U.S. regulators said that the bank, which is headquartered in Frankfurt, Germany, coordinated within its organization and with other banks to change the interest rates used throughout the world in setting the terms of loans, including retail products like student loans and mortgages.
In addition to the $2.5 billion fine, the largest related to the years-long investigation into possible rate-rigging, regulators ordered Deutsche Bank to fire seven employees and bar others from work related to the scandal.
“Deutsche Bank employees engaged in a widespread effort to manipulate benchmark interest rates for financial gain,” said Benjamin Lawsky, the head of New York’s Department of Financial Services. “While a number of the employees involved in misconduct have already left the bank, those that remain are being terminated or banned from the New York banking system.

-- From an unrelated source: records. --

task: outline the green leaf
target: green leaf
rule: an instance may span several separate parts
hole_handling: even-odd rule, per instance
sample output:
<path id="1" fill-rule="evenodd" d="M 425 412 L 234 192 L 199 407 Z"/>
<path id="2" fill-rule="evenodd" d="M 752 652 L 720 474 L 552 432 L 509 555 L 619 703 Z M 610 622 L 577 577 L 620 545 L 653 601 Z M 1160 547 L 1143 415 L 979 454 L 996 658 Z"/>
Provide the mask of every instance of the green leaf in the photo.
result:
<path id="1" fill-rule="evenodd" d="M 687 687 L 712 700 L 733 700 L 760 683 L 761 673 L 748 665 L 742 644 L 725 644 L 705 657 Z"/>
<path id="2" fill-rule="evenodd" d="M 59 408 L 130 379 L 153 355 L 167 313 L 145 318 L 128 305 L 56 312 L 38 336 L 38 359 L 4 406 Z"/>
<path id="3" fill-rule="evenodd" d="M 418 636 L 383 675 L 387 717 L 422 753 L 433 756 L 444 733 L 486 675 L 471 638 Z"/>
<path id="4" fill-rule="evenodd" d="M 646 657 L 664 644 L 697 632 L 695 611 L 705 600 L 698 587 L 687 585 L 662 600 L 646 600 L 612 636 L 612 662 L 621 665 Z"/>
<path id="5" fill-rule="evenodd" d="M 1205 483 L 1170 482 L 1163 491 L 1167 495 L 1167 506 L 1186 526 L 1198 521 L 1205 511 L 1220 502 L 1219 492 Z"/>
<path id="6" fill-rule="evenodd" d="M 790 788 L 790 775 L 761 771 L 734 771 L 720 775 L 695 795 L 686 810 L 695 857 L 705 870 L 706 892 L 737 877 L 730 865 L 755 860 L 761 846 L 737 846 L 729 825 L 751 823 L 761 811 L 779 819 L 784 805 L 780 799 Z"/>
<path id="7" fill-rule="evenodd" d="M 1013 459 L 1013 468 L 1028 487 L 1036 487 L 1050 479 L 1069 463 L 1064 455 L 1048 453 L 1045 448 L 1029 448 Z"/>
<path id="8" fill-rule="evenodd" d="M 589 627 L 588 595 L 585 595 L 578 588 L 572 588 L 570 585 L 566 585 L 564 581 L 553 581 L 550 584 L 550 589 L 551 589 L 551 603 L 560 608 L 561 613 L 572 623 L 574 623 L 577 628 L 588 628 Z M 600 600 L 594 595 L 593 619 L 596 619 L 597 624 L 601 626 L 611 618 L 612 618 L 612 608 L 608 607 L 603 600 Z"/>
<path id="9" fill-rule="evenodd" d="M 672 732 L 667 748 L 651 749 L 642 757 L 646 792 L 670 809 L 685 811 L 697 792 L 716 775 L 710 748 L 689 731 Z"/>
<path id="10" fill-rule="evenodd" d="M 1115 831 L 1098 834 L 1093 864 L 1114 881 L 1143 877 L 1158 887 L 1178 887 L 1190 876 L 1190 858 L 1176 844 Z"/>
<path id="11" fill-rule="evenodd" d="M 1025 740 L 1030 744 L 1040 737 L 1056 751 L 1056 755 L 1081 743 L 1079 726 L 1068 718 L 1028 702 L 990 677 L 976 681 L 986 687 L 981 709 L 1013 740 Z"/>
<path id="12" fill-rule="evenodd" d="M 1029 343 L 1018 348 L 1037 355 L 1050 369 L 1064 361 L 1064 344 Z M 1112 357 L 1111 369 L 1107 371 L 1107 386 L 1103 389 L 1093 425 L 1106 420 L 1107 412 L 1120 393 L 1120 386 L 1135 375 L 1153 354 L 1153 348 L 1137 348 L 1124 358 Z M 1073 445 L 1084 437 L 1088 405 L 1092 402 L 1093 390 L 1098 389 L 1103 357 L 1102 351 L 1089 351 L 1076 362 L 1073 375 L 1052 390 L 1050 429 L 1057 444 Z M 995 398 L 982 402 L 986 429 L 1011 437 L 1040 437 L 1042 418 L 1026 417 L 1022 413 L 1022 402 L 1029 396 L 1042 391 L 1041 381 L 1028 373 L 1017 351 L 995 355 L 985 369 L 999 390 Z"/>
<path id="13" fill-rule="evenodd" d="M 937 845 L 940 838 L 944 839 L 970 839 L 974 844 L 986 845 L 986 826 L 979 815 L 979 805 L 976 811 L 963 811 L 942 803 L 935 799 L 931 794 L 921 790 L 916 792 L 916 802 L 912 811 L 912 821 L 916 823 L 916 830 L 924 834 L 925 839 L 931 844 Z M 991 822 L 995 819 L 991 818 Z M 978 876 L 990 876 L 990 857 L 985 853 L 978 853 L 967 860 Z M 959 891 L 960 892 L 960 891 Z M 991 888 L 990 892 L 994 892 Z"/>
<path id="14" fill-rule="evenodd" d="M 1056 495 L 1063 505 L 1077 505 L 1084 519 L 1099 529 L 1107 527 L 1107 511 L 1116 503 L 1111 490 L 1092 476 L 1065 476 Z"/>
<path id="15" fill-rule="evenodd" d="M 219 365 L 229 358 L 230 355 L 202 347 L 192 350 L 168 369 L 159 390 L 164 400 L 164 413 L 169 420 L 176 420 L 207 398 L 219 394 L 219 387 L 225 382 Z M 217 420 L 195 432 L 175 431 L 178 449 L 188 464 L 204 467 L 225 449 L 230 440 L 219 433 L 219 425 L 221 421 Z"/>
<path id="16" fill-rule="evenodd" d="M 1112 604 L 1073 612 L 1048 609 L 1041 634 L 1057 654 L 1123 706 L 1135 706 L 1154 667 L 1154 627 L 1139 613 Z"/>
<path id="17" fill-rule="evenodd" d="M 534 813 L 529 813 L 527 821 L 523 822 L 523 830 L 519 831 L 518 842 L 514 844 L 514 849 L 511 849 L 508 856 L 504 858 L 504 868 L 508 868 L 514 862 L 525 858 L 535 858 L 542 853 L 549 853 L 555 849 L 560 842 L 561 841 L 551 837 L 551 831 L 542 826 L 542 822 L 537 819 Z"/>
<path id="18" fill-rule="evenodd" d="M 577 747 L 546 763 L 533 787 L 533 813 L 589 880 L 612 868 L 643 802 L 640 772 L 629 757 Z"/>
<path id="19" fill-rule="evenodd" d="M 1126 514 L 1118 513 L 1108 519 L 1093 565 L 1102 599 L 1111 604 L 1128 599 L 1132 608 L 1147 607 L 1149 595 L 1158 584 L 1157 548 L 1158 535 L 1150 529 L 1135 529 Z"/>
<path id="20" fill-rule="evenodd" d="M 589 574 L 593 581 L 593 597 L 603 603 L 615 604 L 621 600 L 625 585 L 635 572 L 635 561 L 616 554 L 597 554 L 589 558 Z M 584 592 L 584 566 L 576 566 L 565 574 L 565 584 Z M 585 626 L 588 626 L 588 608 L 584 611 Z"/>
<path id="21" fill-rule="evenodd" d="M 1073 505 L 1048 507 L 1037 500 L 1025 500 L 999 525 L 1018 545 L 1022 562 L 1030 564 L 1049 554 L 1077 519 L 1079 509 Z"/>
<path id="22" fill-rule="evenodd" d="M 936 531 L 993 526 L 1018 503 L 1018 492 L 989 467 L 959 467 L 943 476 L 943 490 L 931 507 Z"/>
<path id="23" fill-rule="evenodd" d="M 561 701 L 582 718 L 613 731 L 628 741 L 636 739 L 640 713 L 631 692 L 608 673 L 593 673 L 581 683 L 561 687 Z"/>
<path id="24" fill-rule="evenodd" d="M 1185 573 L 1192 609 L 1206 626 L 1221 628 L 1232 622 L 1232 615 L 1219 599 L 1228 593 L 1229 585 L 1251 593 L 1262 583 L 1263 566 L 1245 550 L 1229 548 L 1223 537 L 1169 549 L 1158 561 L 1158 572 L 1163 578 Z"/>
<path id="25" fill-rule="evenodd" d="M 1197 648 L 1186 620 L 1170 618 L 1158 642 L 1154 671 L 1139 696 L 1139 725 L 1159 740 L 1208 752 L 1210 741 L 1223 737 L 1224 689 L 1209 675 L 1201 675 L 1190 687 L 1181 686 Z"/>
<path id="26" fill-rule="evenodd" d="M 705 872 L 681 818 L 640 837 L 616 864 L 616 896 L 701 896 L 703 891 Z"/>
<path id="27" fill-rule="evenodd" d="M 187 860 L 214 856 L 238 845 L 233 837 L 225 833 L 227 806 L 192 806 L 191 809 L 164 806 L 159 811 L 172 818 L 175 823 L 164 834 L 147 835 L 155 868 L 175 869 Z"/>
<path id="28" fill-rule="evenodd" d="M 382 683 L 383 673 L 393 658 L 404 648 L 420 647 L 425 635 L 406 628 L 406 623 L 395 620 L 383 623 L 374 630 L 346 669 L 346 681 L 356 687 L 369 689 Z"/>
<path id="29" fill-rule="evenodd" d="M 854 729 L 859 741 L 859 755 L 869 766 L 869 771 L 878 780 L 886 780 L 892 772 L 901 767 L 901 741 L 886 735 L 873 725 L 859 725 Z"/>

We must remember that markets do not just manipulate themselves: It takes deliberate wrongdoing by individuals.”
The $2.5 billion in settlements includes $600 million to the Department of Financial Services, $800 million to the Commodity Futures Trading Commission, $775 million to the Department of Justice, and the equivalent of roughly $340 billion to the U.K. Financial Conduct Authority.
The Department of Financial Services released messages sent by Deutsche Bank traders requesting changes to submissions that set benchmark interest rates, including the widely-used London Interbank Offered Rate, or LIBOR, a reference rate of the interest charged by banks to each other on very short-term loans.
In one instance in 2006 involving a different rate, a London Deutsche Bank trader wrote a banker at Barclays asking the banker to help manipulate the rate, saying: “I’m begging u, don’t forget me… pleassssssssssssssseeeeeeeeee… I’m on my knees…”
In 2009, a vice president appeared to acknowledge the bank’s involvement in rigging rates, saying of a different reference rate that “Tibor is a corrupt fixing and DB is part of it!”
CFTC director of enforcement Aitan Goelman said in a statement that “Deutsche Bank’s culture allowed such egregious and pervasive misconduct to thrive.”
“We will be relentless in continuing to investigate and bring benchmark manipulation cases until such time as those involved in setting these benchmarks get the message that manipulation will not be tolerated, and the public can be confident in the integrity of these benchmarks,” Goelman said.
Over the past several years, U.S. regulators have pursued investigations related to rigging in interest rate and exchange rate markets. The CFTC has settled cases with UBS, the Royal Bank of Scotland, Citibank, and JPMorgan Chase, among others.